Basic Knife skills – Kitchen Clueless Cooking Course

Feb 12, 2020 | Cooking Tips

Hello everyone and welcome to week three of my Kitchen Clueless Cooking Course. Today we are going to be taking a look at basic knife skills from how to sharpen a knife, to how to hold one. We will also look at some basic cutting techniques and talk about why you should know them.

Why are knife skills important?

Knowing the basic knife skills I’m about to layout for you is very important for a lot of reasons. First and foremost it will make you quicker and more efficient in the kitchen. Secondly, it is much safer to use a knife when you know the proper techniques. And thirdly, when your cooking becomes quicker and you feel safer it becomes more fun. If you enjoy cooking more, you will want to cook more. The more you cook, the better you will get at it and the more you will enjoy it. See what I’m getting at here?
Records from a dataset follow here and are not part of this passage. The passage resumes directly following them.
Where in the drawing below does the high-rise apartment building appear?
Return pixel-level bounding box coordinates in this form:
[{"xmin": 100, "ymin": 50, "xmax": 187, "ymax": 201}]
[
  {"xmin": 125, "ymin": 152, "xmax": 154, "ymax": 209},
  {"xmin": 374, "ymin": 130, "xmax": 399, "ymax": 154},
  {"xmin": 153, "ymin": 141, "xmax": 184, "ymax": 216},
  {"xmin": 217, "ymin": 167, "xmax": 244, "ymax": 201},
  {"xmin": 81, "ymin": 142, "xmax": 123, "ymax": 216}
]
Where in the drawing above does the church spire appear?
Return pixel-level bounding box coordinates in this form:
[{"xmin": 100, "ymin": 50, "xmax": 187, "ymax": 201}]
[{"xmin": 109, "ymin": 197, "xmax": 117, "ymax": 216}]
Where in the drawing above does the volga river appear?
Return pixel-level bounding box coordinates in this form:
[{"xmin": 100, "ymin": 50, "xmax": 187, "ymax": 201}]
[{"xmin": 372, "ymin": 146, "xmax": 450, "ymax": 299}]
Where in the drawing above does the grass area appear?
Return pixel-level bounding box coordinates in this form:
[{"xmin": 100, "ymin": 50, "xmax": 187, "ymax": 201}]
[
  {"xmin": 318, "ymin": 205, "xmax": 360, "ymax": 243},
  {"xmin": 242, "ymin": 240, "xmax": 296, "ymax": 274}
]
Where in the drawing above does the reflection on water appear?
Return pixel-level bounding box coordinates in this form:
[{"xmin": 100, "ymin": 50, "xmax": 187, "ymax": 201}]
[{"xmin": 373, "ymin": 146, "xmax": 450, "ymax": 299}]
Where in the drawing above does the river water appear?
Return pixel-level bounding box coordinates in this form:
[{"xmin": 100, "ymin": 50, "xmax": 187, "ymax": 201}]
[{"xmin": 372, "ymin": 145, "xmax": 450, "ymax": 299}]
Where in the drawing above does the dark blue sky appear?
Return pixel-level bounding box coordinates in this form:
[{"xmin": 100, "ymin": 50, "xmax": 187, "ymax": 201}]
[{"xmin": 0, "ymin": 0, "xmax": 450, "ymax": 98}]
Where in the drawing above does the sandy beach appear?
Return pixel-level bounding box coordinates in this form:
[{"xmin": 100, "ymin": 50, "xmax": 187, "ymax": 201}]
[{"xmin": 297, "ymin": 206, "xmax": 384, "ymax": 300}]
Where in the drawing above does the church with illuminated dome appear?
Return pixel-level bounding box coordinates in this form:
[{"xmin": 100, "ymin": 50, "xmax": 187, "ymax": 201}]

Okay, let’s get to it. This is…

Basic Knife Skills – Kitchen Clueless Cooking Course

A sharp knife is a safe knife

Knives can be scary. Believe me, I have the scars on my hands to prove it. But, every single scar on my hand got there because I was using a knife incorrectly or I using a knife that wasn’t as sharp as it should have been. The common belief is that if a knife is too sharp it will be more likely to cut you or that if you do cut yourself it will be way worse than with a dull knife. Let me put the record straight once and for all. This belief is 100% false. A dull knife is much, much more dangerous than a sharp knife.

Why is a dull knife more dangerous than a sharp knife?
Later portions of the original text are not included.